«Музы» расположились на Перекопской улице, в первом этаже двухэтажного дома. Трактир был просторным, деревянным, потускневшим от времени и табачного дыма. Против входа виднелась полукруглая сцена, сооруженная, судя по более свежим, чем все остальное, доскам, недавно.

Гостеприимные двери «Муз» были открыты с восьми утра и до рассветных петухов. Подавали здесь дешевую и грубую пищу: суп из дрянной рыбы и котлеты с морковью. Однако карта вин радовала обилием отечественных и импортных напитков.

Писательская братия похмелялась и завтракала с утра, затем в трактире подъедались мастеровые, а с вечера вновь заходили литераторы и сидели уже до изнеможения.

Вечерами пишущая молодежь читала стихи и отрывки из прозы, вела горячие споры о литературных стилях и формах. Спорили шумно, иногда чуть не доходило до рук. Примирившись, пели песни под гитару или тальянку, будоража пьяными трелями горожан.

Соседние жители поначалу звали милицию, но вскорости и постовым надоело унимать горластую вольницу. «Черт с ними, с „Музами“, – махнул рукой начальник милиции Зотов. – Авось не перестреляются, а перегнешь палку – пропишут в газетах так, что сгоришь со стыда!»

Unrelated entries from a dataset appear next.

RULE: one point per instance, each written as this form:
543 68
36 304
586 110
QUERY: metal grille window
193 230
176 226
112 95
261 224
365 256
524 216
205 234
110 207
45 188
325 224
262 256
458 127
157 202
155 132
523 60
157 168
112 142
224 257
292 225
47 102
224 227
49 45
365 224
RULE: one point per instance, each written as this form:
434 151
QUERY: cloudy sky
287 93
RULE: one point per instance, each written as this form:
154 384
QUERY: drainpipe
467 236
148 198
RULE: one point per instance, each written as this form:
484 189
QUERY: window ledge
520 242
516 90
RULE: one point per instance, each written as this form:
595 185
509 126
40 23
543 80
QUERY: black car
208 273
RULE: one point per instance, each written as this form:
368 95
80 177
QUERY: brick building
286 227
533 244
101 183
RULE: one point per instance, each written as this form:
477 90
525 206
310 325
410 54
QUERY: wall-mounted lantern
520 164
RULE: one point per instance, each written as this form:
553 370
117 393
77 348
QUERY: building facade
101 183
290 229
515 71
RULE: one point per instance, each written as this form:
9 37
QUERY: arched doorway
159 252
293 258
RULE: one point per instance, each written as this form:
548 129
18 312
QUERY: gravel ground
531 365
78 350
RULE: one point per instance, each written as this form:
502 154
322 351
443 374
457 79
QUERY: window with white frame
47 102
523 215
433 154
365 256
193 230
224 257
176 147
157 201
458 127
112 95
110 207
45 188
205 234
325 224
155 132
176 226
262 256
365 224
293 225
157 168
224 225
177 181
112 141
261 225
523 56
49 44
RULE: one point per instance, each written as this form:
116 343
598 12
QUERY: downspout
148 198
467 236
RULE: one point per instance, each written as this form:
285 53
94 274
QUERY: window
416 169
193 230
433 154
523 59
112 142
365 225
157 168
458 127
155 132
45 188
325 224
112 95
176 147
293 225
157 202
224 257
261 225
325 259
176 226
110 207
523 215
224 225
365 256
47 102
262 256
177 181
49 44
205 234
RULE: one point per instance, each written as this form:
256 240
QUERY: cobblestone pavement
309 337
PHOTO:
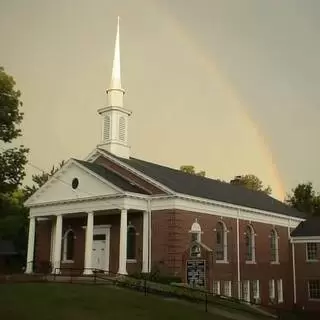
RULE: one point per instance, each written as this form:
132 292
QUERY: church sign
196 272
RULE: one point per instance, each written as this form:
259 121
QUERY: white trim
216 287
314 239
280 290
256 295
225 241
276 235
55 177
101 152
90 204
192 204
272 289
307 252
253 244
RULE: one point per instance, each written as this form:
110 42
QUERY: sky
231 87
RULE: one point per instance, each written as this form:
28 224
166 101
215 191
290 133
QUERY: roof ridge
210 179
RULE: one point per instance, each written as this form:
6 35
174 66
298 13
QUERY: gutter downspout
149 233
294 274
238 254
293 265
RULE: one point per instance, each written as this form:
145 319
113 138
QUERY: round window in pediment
75 183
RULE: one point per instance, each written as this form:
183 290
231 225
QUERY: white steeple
115 117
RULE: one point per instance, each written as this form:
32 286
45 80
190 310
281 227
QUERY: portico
96 241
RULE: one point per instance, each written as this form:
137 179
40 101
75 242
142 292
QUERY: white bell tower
115 118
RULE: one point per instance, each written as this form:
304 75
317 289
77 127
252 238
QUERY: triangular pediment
73 181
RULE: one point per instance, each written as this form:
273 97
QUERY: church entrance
101 248
98 252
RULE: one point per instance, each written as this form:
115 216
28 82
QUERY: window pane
274 246
131 243
99 237
70 245
314 289
312 251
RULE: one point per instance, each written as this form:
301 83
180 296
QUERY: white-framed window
195 231
221 242
256 289
314 289
122 128
227 288
107 127
312 251
216 287
246 290
68 246
250 244
274 246
280 290
131 242
272 292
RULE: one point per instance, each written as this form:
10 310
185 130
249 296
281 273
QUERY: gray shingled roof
308 228
112 177
211 189
7 248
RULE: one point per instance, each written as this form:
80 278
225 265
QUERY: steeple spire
116 71
115 117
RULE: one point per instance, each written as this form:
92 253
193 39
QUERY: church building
116 214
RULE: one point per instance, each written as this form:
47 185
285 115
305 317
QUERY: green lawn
72 301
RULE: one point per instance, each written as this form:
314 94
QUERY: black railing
149 284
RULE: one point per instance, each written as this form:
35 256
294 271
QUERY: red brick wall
170 238
43 240
305 271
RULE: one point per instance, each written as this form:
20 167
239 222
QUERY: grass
48 301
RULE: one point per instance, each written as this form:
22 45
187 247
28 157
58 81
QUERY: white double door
100 250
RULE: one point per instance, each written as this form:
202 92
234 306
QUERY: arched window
250 244
68 245
122 128
274 246
106 128
131 243
195 250
221 242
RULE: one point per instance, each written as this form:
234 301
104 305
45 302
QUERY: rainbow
230 92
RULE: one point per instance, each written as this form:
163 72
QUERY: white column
238 257
53 234
57 245
88 247
107 250
145 243
31 240
123 243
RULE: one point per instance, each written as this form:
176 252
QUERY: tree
41 179
305 199
13 215
251 182
191 170
12 160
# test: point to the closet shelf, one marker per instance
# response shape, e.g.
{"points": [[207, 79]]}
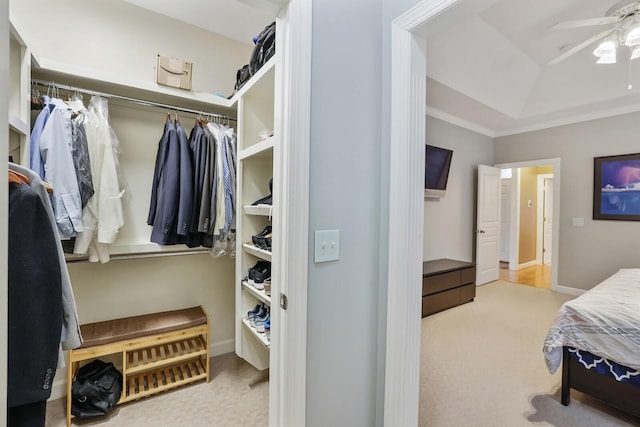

Почтенный отец трех дочерей, Илья Ильич Зотов был стыдлив. Споры, шум, крики и песни, визг «литературных девиц», доносившиеся из трактира, вызывали у обывателей чувство омерзения. «Тьфу, вертеп», – плевался, проходя мимо, добропорядочный мещанин. А тут еще кто-то окрестил трактир «Седлом Вельзевула». Прозвание приклеилось.

Многие хозяева питейных заведений допытывались у владельца «Муз» Степана Никитича Васильчикова, как, мол, он может терпеть творимое безобразие? На что Васильчиков устало отмахивался от коллег: «Пусть их скачут. Попривык я к ним. А и деньги у всех одинаковые – что вам копейку несут, что мне».

* * *

Ведомый Меллером, будто Вергилием Данте, Андрей вошел в распахнутые настежь двери «Встречи муз». В зале – дюжина столиков, за многими кушали и беседовали люди, в большинстве своем молодые и прилично одетые. Мелькали девицы экстравагантного вида, пару столиков занимали совершенные бродяги – обтрепанные пьянчуги и опустившиеся кустари. На сцене два еврея терзали скрипки, полная девушка в черном лебяжьем боа подыгрывала им на пианино. Метались распаренные половые в огненных рубахах. В спертом, пропахшем кухней и табаком воздухе висел гул голосов.

Меллер потащил Андрея к одному из столиков справа от входа, за которым сидели двое мужчин и яркая стриженая блондинка.

– Пиво попиваете? – поздоровался Меллер. – Знакомьтесь, граждане, – мой друг, человек большого сердца, Андрей Николаевич Рябинин.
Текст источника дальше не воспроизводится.